The Gulf’s worst performing real estate market will peak in terms of its sliding rents over the next 12 months, despite the estimated 38,000 units due online in Dubai in 2012, according to Jones Lang LaSalle.

‘The rental market has generally performed better than the sales market during 2011, with asking rents having stabilised and now improving,’ the company said in its latest report.

Villa rents increased 11% in the fourth quarter, compared to the previous three month period, and were 16% higher than the year earlier period, it shows.

Apartments, which made up 90% of new stock in 2011, saw a 3% rise in rents in the fourth quarter, and were only marginally down on the year earlier period.

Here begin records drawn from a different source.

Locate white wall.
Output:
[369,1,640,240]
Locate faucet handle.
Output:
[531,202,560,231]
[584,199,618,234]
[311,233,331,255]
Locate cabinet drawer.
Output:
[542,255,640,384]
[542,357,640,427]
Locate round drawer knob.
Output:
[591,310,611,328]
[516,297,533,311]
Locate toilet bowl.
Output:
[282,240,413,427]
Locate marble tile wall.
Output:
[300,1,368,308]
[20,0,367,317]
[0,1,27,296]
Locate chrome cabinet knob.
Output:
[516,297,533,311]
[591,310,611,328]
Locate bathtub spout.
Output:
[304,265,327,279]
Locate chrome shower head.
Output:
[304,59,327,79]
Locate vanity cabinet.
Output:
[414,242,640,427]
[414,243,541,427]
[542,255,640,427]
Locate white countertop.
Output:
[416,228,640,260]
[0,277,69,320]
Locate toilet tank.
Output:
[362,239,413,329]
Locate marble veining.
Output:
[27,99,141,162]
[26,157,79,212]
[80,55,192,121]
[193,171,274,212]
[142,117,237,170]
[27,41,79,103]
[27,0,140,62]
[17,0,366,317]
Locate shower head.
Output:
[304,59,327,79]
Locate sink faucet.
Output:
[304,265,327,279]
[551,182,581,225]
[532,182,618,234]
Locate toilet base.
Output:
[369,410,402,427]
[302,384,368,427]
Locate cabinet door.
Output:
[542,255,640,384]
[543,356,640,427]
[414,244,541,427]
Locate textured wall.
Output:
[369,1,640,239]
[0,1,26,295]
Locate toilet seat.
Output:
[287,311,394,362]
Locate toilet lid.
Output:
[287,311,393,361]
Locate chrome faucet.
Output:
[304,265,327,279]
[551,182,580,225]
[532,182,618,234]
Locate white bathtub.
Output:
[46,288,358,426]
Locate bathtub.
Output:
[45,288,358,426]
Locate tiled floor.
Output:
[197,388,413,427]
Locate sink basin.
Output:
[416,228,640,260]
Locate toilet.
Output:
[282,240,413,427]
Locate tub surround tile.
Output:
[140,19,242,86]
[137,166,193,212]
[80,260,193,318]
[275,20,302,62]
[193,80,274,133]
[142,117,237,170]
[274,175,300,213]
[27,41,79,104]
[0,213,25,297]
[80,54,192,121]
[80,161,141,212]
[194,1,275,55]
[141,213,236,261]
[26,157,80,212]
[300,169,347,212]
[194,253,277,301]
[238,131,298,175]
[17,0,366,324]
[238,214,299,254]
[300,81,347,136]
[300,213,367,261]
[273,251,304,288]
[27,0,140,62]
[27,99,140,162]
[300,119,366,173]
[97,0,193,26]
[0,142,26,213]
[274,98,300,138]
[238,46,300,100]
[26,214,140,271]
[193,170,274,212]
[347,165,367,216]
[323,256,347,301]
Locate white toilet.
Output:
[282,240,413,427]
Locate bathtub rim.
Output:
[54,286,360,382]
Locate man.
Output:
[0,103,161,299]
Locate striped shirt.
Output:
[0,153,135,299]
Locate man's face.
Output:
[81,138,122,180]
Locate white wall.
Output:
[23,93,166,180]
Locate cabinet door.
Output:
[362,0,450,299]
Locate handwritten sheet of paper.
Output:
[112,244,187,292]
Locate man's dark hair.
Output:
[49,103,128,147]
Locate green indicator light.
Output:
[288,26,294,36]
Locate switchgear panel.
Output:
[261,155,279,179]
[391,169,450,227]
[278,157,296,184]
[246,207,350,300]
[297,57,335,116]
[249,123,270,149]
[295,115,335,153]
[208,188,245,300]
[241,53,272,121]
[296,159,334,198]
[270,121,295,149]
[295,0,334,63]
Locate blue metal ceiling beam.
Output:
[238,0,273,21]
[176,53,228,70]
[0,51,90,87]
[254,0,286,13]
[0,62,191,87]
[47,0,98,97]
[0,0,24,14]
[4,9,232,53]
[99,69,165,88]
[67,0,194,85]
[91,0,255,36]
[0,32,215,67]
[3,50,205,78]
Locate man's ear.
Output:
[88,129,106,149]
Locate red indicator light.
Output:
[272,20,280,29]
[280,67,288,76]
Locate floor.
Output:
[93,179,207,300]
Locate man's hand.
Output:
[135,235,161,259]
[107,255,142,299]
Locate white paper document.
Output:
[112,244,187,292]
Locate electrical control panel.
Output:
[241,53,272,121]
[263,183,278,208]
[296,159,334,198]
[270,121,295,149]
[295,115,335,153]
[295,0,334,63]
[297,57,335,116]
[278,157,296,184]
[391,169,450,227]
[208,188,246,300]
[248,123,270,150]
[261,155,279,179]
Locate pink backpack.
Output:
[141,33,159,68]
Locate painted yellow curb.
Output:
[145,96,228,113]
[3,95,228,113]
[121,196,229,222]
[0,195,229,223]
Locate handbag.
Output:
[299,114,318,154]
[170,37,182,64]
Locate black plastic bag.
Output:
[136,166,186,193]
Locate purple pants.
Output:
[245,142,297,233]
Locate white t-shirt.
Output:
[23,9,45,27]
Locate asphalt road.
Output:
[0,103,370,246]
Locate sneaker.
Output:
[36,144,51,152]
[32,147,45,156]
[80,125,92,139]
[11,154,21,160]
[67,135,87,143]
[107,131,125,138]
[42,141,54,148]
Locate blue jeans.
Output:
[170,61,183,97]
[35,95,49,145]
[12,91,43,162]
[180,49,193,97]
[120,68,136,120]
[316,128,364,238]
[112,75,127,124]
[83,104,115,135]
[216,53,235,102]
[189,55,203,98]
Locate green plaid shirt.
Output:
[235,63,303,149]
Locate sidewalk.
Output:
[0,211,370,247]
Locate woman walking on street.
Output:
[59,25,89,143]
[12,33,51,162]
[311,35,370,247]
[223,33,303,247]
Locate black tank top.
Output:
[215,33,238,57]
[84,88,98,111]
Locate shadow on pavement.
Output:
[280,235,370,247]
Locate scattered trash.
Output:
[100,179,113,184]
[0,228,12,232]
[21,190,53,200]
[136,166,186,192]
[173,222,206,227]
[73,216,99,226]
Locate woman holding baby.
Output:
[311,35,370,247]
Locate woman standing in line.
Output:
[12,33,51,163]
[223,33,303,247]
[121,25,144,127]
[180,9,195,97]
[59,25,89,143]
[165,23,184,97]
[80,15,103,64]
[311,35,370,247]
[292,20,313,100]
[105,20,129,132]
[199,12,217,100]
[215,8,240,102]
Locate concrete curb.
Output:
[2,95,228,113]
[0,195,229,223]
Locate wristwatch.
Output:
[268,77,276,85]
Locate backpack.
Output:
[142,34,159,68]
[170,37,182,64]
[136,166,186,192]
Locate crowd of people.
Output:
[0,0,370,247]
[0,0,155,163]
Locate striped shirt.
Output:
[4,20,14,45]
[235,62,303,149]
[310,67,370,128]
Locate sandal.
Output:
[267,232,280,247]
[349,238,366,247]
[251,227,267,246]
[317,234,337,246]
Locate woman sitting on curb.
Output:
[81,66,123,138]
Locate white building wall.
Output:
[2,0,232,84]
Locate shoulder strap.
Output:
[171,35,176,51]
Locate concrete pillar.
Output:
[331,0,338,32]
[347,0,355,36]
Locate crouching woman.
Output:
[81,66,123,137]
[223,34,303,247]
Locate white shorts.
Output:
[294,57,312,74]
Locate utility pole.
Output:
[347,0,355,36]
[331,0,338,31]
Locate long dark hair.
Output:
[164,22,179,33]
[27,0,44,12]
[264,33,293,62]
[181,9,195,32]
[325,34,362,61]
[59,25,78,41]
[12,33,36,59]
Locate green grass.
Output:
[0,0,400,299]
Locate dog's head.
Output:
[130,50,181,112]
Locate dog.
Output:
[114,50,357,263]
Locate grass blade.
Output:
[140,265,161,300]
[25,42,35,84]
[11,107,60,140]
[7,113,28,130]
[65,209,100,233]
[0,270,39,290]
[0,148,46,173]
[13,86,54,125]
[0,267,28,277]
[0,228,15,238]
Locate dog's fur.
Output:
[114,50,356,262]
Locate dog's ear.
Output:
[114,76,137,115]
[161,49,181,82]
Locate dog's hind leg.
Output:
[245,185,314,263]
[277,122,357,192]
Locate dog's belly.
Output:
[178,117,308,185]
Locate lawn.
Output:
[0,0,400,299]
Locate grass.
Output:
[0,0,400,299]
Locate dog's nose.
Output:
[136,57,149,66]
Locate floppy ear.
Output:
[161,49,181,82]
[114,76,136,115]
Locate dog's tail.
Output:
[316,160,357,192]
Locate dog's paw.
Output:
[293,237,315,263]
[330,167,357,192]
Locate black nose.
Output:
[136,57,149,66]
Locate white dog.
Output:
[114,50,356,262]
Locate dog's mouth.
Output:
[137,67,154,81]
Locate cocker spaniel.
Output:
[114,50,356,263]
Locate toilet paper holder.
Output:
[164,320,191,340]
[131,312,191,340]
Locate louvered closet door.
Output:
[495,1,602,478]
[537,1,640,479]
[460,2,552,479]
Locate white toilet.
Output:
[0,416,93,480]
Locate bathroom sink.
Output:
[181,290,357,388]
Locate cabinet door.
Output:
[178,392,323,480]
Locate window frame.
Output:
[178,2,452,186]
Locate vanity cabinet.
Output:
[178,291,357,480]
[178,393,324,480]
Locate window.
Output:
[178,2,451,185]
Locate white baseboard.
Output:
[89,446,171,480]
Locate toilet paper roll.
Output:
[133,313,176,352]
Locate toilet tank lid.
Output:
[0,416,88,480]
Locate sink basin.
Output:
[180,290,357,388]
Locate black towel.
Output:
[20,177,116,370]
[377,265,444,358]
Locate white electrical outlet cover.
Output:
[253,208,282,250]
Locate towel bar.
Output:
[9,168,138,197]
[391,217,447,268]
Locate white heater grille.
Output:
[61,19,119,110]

Oil rich Abu Dhabi is expected to see property rents remain steady but is unlikely to see the same price climb as Dubai amid a pipeline of 28,000 units due online this year, JLL said.
 
‘Due to the significant development pipeline, rents will continue to experience downward pressure. This will help decrease the rent premium that Abu Dhabi has maintained over Dubai to date,’ the report said.
 
The news was negative for house prices, however, with JLL forecasting an ongoing decline in rates, particularly among apartments in Dubai.

Average prices fell 9% year on year to AED 8,960 per square meter in the fourth quarter of 2011, with flats in Burj Dubai Downtown and Dubai Marina seeing falls of around 11%.

Though the UAE will see an increase in property transactions over the next year, driven by private and wealthy buyers rather than institutions, this won’t translate into an increase in house prices, JLL said.

‘Lower prices, more choice of higher quality product and its role as a regional safe haven will increase the attractiveness of the UAE market to both occupiers and investors in 2012,’ the report said.
 
‘We can expect more positive signals from this year, with some of the key words being affordable housing, new realism, tenant friendliness and sustainability across the UAE real estate market,’ it concluded.